Generating New House Tracks
To generate new house music, we first sample from our trained prior and then upsample the track back to its original sample rate. Finally, the generated sample is passed through the VQ-VAE decoder and turned back into a waveform.
The top-level prior (level 2), conditioned on the information about artist and genre, is sampled to generate a new sequence of music tokens in the style of the training data. While we can ‘prime‘ the model to continue from an inputted audio file, the samples below were all unprimed and completely sampled from the learned top-level prior. The level 2 generated audio samples contain the long-range structure and semantics of the music but are low audio quality due to the compression.
To remove the ‘grain’ from the generated audio, we upsample it to lower and lower layers. These upsampler models similar to our top-level prior transformer but instead are first conditioned with the higher-level generated tokens. The Level 1 upsampler is passed this Level 2 sample (which is then passed to the Level 0 upsampler).
These upsamplers add in local musical structure like timbre and greatly improve the sound quality.
(Deep) House
So what does computer-generated house music sound like? Below are some of the best samples, but for more you can check out the entire playlist of outputs on SoundCloud.
As a friend said, "It’s like a computer is trying to learn how to pass off as Kygo to its computer friends"
Limitations
Longterm Structure: While the original paper lists this as a limitation, it’s less of a problem for our vocal-free house music because there are no vocals to clearly delineate verses from choruses (and house music is repetitive).
Generation Speed: While these tracks were generated in parallel, because Jukebox is built on an auto-regressive model generation of a single track isn’t parallelized.

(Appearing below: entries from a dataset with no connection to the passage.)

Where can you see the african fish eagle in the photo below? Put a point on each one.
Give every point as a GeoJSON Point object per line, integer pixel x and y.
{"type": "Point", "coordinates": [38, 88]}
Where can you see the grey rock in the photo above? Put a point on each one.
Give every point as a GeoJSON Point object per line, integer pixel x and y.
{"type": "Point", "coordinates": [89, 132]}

These 90 second samples took ~10 hours to generate.
Overfitting: Another concern is IP infringement from the generated samples. In a few of the tracks, if the audio fades out completely, the track restarts a few seconds later with this intro.
This was likely because the DJ who produced a lot of songs in the training dataset opens all of his songs this way, and the model learned to replicate the introduction.
I ran SoundHound against all of the auto-generated tracks and got no matches, but it’s unclear if this is because Jukebox is overfitting vocal-removed songs which don’t create a match or if they’re genuinely novel samples that are just heavily inspired by the training dataset. Because of the ‘hum a tune’ functionality in SoundHound, my intuition is that it’s the latter, however further study should investigate IP and AI-generated content.